Heating Your Home With The Sun
February 8, 2008 by admin
Filed under Solar Power Energy
The idea of heating your home with the sun is hardly new; humankind has used the sun as a source of essential light and warmth since the dawn of time. However, the methods used even a few generations ago have been completely transformed with the use of modern technology.
Nowadays, modern methods of using solar energy to heat the home go well beyond simple windows.
In the 1920s some municipalities used large storage tanks that were heated by the sun to supply homes with hot water. However, the cost of these applications was too expensive to compete with the much lower unit cost of electricity and gas.
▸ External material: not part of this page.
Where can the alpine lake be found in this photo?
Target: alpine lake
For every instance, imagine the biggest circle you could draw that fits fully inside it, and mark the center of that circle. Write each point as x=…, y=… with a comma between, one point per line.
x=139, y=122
Old ideas are often revived however with an added twist and the use of solar power to provide hot water has again been in use for the last thirty years or more.
Nowadays, modern methods of using solar energy to heat the home go well beyond simple windows. Simply allowing sunlight to stream into a window is insufficient as it often leads to areas of the home being too bright. Furthermore this method of using solar power results in hot spots in some areas while others receive too little heat.
Modern solar heating systems however, are designed to redirect solar energy to provide an even, comfortable temperature throughout the house. Some of these systems use water or a salt water mixture. The tubes and channels that contain the liquid sometimes lie in small parabolic mirror-type troughs that concentrate the sun’s rays to raise the water temperature. Many solar water heating systems work this way; the same technology can be adapted to supply heat to a home.
Most water systems are designed to prevent heat from escaping as this means that the water doesn’t have to be continually reheated – thus hot water is available on demand. In home heating systems this idea is reversed and some of the heat is allowed to escape.
In one application, a series of tubes runs under wooden, clay or other flooring materials. The system is designed in such a way as to allow the heat to gradually flow through the flooring and rise up into the air to provide a comfortable interior environment.
Clever designers have taken the idea one step further. They know that water is not the only common fluid in our environment – air is also a fluid (as distinct from a liquid) in scientific terms. What this means is that it has some of the properties of a liquid in that it flows easily. Filling these tubes with air or some other gas makes it possible to absorb and deposit heat where it is needed. More importantly if a leak occurs there is no major damage to the home as the gas is not a liquid.
These systems aren’t as dense as liquid systems which means they are less efficient when it comes to storing heat on the other hand you would not have to endure the cost of major repairs in case something goes wrong. If the system springs a leak, all that is needed is to patch it or replace a small section – a far less expensive operation than replacing flooring or walls after a water leak.
Such problems are not that rare; in climates where the weather becomes quite cold in the winter, the water inside pipes will sometimes freeze and the result is a broken pipe. At the same time there are many cold days where there is a good deal of sunshine that can be used in a solar heating system. These are just a few of the options available for use in the home.